Robotic arm playing a keyboard, illustrating the connection between artificial intelligence, robotics, and music technology.

AI won’t replace learning designers.
It’ll expose the bad ones.

We’ve all seen the hype, automation, generative AI, fancy LLMs. Some promise they’ll replace humans in Learning & Development. We disagree. The truth is, AI won’t replace learning designers. It’ll expose the ones who’ve been winging it with templated, click-next dull elearning, and elevate the ones who understand story, strategy and human behaviour.

The rise of AI in L&D

AI in corporate learning isn’t coming, it’s already here. According to recent research, 79% of L&D teams are using AI in some form. That includes automating content creation, personalisation, and streamlining admin. Another study from Continu shows that 30% of L&D departments are using AI-powered tools now, and nearly half more plan to start within a year. This surge in adoption forces an important question: as AI takes on repetitive, templated work, what will distinguish great learning design from mind-numbingly boring design?

Here’s what the “bad ones” usually look like:

– A linear “click-next climb” through slides with no emotional connection or narrative.
– Compliance or technical training dressed up with glossier visuals but still fundamentally the same dull walkthrough.
– No measurement beyond “course completed.” No behaviour change, no feedback, no reflection.

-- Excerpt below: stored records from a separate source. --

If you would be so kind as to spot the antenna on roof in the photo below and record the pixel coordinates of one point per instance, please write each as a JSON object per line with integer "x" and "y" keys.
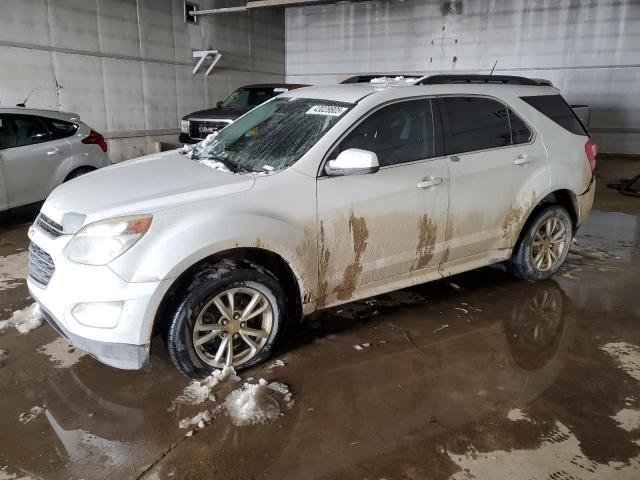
{"x": 24, "y": 104}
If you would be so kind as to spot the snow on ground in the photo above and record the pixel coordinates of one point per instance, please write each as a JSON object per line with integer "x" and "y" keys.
{"x": 200, "y": 419}
{"x": 200, "y": 390}
{"x": 32, "y": 414}
{"x": 256, "y": 402}
{"x": 13, "y": 270}
{"x": 628, "y": 419}
{"x": 5, "y": 475}
{"x": 61, "y": 353}
{"x": 517, "y": 415}
{"x": 558, "y": 457}
{"x": 252, "y": 403}
{"x": 627, "y": 356}
{"x": 24, "y": 320}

These approaches will be revealed by AI tools, not because they expose them intentionally, but because when you try to scale something shallow, the cracks show.

Robotic toy with vintage design, face and mechanical features, symbolising creativity and innovation in learning tools, perfect for educational development and enhancing cognitive skills.

What Great Design Looks Like

To stay relevant, designers need to lean into the stuff AI can’t do well:

–  Storytelling & emotional resonance: Studies show that narrative learning significantly improves retention and recall compared to dry content. For example, an executive development program showed that learners retained stories far better than abstract issues, months after the learning.
–  Behavioural metrics over completion metrics: Observation, feedback, sentiment measurement, and clear definitions of what “good” looks like in communication, leadership etc.
–  Human-in-the-loop: Even with content generation tools, subject matter experts, designers, or facilitators must validate and shape the output.
–  Adaptability & context: Learning that reflects real situations, gives learner control, allows experimentation, and isn’t afraid to be messy or imperfect.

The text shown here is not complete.